Key Scripture: Matthew 25:1-13
Related Sermon: “The Wise and Foolish Bridesmaids” (sermón en español)
In our Gospel from this past Sunday, we were challenged to compare and contrast the wise and foolish bridesmaids. As with the parable of the wise and foolish builders, Jesus is encouraging us to emulate the behavior of wise while eschewing the behavior of the foolish. The key question to ask is which bridesmaid is representative of my life?
At a basic level, the parable is a lesson in the importance of being prepared for the Day of the Lord. The foolish bridesmaids did not bring extra oil. They failed to plan for the possibility of a delay of the coming bridegroom. The wise bridesmaids had an extra flask of oil anticipating a worst case. As a tool for self examination, we might reflect on the destructiveness of procrastination for sanctification, or the human tendency to live for this life only rather than eternity, or the importance of short term costly sacrifice for long term security.
However, I would like to focus on another major theme in this parable: the issue of co-dependency. Here are the key verses:
7 “Then all the virgins woke up and trimmed their lamps. 8 The foolish ones said to the wise, ‘Give us some of your oil; our lamps are going out.’
9 “‘No,’ they replied, ‘there may not be enough for both us and you. Instead, go to those who sell oil and buy some for yourselves.’
The foolish bridesmaids expected that the wise bridesmaids would give them some of their reserved oil. They did not ask. They demanded. They did not take into account the grave damage which their demands would cause to their wise counterparts. Their only focus was on their own crisis caused by their own personal short-sightedness and foolishness.
Many of us have people in our lives that make demands on us which would cause grave damage to our own relationship with God. No person has the right or authority to demand or prevent us from truly living under the Lordship of Jesus. He is the King.
Sadly, there are marriages, where one spouse demands of the other spouse that they give up the very things that lead to a vital and thriving Christian life such as, church participation, a ministry using their spiritual gifts, or spiritual growth in study groups. Indeed, any relationship can become an occasion where one person sacrifices that which is precious to them in order to appease the self-centered demand of the fool.
A wise bridesmaid knows not to give away the precious oil reserves. They refused to help the other bridesmaids by sharing their oil because to do so would jeopardize their own secure place at the banquet. The wise refused to sacrifice their attainment of the prize of the bridegroom and the banquet.
The key is personal responsibility. The wise bridesmaids will not compromise their own place at the groom’s wedding banquet to help those who refuse to take responsibility. They have boundaries. They say, “No”. They encouraged the fool to take responsibility for their own life: “go buy some for yourself!” Learning to say “no” at the right time is healthy. So, when I allow a foolish bridesmaid to have some of my oil, not only does it not help them become wise, it makes me a fool like them.

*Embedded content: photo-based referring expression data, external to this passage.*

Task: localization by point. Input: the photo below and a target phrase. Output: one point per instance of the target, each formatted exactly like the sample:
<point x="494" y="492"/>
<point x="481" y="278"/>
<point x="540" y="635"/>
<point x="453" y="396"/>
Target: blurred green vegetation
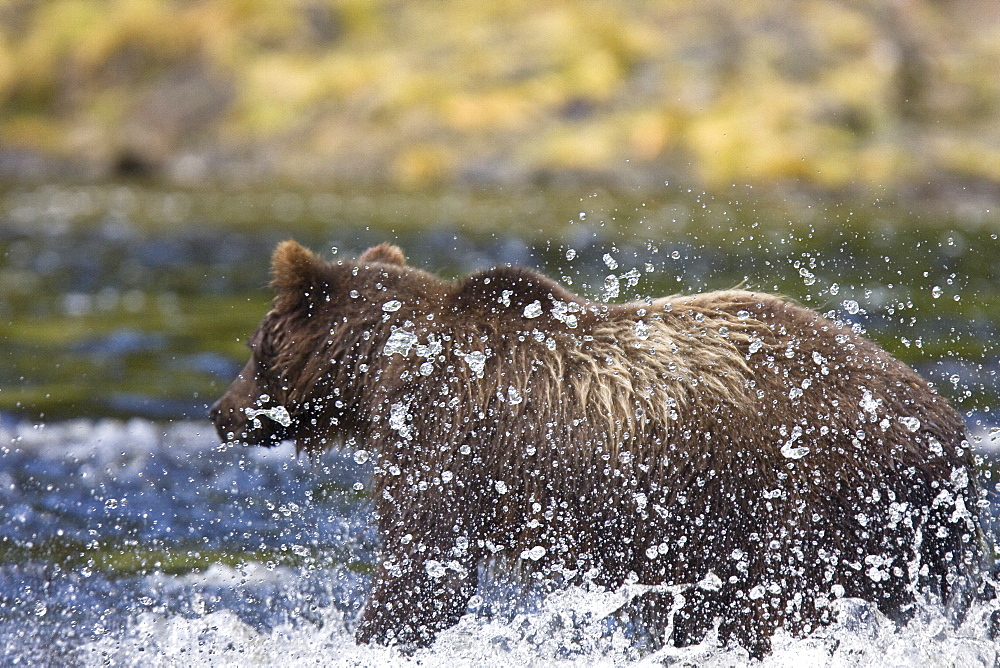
<point x="820" y="93"/>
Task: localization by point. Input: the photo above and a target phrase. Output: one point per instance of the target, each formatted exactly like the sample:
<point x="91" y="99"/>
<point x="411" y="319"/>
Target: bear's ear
<point x="383" y="254"/>
<point x="295" y="268"/>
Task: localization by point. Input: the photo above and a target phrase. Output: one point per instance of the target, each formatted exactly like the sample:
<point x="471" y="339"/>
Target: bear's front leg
<point x="416" y="594"/>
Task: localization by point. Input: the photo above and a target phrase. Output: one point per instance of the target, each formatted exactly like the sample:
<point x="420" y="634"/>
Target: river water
<point x="129" y="536"/>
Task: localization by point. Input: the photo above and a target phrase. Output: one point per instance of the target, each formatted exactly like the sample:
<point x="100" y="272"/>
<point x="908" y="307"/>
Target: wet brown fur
<point x="652" y="443"/>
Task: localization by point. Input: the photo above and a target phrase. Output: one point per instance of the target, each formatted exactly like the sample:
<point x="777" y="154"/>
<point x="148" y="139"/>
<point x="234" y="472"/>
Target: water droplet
<point x="534" y="553"/>
<point x="611" y="287"/>
<point x="533" y="310"/>
<point x="400" y="342"/>
<point x="435" y="568"/>
<point x="477" y="362"/>
<point x="711" y="582"/>
<point x="278" y="413"/>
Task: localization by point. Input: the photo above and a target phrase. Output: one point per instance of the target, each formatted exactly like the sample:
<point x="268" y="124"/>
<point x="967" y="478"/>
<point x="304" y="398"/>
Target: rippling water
<point x="136" y="543"/>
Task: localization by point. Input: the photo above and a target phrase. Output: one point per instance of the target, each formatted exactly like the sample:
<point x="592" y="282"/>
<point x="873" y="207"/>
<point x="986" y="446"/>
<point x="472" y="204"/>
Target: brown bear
<point x="756" y="457"/>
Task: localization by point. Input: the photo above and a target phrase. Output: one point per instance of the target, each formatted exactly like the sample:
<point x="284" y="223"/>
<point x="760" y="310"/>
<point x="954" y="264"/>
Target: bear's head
<point x="322" y="359"/>
<point x="308" y="356"/>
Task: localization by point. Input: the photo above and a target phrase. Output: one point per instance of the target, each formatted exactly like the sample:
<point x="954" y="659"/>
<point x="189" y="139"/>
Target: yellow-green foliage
<point x="758" y="91"/>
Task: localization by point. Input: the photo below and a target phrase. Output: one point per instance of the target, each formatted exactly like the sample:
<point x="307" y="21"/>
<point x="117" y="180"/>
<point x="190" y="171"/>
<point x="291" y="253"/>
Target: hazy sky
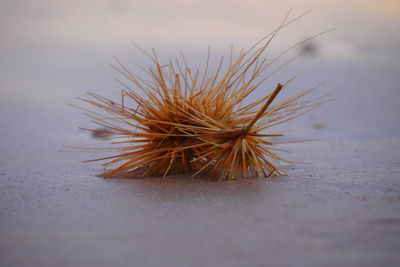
<point x="46" y="45"/>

Ultimately, each person must be responsible for his or her own relationship with the Lord. The faith cannot be outsourced or delegated. No one will be saved by riding on “coat tails” of another’s faith. One person’s faith cannot make up for another person’s lack of faith.
The idea of saying “no” to a fellow bridesmaid can have the feel of being a little harsh. Aren’t Christians supposed to share, give and sacrifice for others? Jesus taught us to give those to ask, to go the extra mile. Yes, that is true with respect to the material things of this world. But Jesus never asks his people to give away their salvation and their personal relationship with God. Indeed, Christians are forbidden to compromise or capitulate with our relationship with Jesus Christ.

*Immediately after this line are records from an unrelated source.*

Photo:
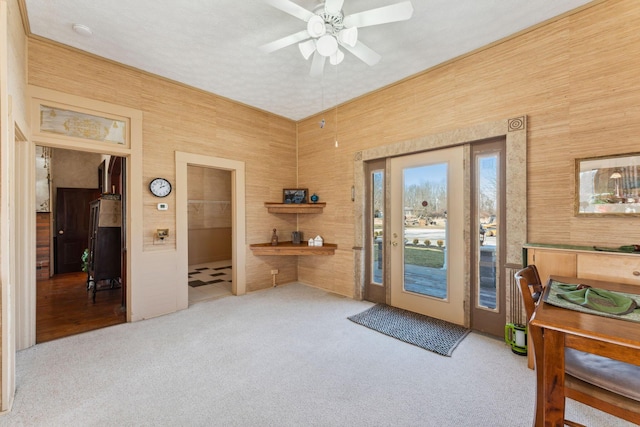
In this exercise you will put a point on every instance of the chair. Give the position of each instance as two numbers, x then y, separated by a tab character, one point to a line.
605	384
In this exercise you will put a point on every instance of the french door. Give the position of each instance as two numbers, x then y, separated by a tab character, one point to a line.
427	250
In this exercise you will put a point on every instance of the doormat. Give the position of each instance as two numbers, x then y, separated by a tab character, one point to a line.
432	334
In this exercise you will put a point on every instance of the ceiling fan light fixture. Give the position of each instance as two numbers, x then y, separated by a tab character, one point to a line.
316	26
336	58
327	45
348	36
307	48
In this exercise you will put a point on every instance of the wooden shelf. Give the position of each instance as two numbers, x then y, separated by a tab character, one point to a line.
288	248
295	207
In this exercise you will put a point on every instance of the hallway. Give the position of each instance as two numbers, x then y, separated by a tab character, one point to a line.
64	307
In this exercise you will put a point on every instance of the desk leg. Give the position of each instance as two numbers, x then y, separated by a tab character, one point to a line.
553	367
535	335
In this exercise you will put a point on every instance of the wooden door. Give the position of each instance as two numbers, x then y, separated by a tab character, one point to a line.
72	227
428	278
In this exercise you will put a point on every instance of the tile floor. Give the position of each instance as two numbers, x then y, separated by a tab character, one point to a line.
209	280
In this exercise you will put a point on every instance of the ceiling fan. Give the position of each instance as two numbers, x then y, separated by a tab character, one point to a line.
328	30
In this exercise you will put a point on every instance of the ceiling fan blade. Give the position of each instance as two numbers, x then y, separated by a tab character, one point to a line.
382	15
291	8
363	52
285	41
317	66
333	6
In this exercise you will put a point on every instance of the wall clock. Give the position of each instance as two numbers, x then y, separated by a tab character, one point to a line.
160	187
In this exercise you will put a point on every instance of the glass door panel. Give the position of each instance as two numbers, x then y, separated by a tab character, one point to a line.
377	226
425	229
427	250
487	216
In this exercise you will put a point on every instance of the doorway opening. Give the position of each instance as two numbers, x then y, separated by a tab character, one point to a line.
236	206
210	233
375	235
80	268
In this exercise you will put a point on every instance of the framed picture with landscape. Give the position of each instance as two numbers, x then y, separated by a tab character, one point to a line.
295	195
608	185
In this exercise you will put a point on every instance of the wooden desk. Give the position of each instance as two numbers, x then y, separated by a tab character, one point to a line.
558	328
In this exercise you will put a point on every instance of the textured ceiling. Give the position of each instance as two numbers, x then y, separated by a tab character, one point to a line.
213	44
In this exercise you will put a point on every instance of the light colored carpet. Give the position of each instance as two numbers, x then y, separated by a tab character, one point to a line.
286	356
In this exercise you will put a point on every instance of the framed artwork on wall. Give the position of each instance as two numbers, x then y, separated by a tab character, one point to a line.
295	195
608	185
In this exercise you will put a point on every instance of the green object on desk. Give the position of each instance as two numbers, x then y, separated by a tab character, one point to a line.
629	249
597	299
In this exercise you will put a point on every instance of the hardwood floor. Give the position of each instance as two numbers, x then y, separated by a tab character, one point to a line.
64	307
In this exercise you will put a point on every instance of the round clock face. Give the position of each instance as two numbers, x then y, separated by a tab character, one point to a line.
160	187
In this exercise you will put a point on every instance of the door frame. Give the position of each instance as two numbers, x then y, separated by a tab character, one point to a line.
25	205
238	222
513	129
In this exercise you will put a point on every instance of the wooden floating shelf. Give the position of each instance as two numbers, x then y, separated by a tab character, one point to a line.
288	248
295	207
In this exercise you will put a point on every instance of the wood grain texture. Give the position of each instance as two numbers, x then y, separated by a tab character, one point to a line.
576	80
179	118
64	307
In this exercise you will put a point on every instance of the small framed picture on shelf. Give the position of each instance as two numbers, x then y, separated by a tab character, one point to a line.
295	195
608	185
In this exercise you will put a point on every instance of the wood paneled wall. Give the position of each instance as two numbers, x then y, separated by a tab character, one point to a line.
179	118
575	78
578	81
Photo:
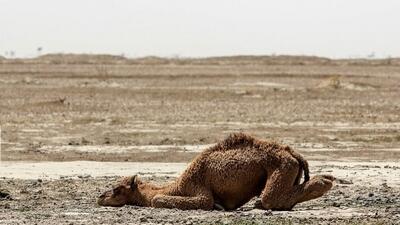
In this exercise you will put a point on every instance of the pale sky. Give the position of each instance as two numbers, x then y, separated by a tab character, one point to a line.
332	28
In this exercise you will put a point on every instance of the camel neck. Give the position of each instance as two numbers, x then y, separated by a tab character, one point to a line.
147	191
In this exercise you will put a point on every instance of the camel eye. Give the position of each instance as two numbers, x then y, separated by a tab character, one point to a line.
116	191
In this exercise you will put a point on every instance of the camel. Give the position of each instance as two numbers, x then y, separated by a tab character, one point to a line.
226	176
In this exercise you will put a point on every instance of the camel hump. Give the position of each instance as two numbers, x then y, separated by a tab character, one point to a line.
237	140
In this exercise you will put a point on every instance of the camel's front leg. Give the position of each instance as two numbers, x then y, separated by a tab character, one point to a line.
204	202
314	188
281	192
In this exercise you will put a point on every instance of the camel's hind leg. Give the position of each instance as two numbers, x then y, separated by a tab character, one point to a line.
203	201
281	191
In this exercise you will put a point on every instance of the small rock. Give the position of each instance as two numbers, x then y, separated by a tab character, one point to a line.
143	219
5	195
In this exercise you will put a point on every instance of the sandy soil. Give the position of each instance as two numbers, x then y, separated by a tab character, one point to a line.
70	130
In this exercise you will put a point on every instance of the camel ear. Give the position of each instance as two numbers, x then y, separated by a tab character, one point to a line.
134	182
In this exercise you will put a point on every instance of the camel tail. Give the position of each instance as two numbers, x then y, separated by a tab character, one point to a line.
303	165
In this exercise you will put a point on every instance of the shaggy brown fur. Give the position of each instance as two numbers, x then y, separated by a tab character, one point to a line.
228	175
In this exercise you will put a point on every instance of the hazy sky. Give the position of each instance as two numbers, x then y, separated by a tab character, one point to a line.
333	28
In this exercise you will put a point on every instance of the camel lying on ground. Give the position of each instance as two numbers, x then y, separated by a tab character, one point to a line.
226	176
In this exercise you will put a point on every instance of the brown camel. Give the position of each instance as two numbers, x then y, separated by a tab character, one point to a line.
226	176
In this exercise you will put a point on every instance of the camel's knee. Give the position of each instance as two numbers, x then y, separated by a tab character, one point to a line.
283	205
158	201
319	185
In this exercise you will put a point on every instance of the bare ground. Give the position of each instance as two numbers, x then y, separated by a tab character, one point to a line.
334	114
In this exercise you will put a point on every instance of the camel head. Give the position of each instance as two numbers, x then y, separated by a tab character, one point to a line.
124	193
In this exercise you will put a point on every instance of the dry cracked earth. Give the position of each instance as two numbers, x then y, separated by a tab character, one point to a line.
69	131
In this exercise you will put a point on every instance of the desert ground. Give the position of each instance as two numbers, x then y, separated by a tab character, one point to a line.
72	125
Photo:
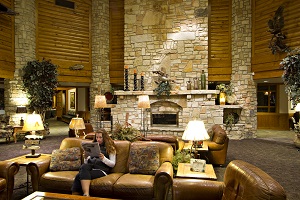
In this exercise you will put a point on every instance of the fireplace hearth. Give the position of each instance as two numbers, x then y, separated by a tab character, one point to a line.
164	119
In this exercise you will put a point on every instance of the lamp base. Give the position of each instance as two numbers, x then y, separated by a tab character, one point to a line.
33	154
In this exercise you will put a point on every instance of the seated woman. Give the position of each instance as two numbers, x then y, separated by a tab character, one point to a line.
95	167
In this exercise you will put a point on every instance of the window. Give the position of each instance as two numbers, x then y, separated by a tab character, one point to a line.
266	98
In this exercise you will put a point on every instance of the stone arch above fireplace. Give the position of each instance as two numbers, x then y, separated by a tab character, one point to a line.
165	113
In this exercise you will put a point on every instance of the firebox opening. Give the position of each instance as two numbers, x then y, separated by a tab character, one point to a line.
166	119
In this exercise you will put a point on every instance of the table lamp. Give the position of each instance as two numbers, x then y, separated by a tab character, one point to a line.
100	103
77	123
195	131
21	110
32	123
143	103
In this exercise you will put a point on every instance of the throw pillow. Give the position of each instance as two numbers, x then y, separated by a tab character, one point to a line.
65	160
143	159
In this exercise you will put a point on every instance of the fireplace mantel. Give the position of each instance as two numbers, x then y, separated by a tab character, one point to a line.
173	92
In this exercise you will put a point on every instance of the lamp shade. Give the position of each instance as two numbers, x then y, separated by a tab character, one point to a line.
144	101
195	131
100	101
33	122
21	109
77	123
297	108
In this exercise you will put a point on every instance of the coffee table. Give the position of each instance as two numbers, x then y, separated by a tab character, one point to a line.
48	195
23	161
184	171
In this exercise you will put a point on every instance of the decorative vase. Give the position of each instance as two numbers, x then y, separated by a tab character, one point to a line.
297	140
222	98
231	99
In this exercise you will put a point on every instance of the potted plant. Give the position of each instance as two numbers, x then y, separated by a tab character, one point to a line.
291	75
39	82
230	119
180	157
228	90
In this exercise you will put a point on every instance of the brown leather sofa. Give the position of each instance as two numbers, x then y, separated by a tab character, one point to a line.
171	139
241	181
217	146
8	170
120	183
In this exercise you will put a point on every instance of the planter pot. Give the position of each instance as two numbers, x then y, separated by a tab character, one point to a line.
231	99
297	140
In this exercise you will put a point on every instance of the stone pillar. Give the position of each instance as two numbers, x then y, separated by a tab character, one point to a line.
242	77
25	43
100	52
169	35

So when another person asks us to give up the things of our faith in order to enable their lack of faith, the answer is “No”. The wise recognize that foolish bridesmaids do not take the bridegroom or the wedding banquet seriously. That is to their detriment; do not make it to yours as well. The wise bridesmaid will not let anything or anyone prevent them from being a part of that heavenly banquet and their secure relationship with the Lord. Say “no” to the fool, when a “yes” would cost you your soul.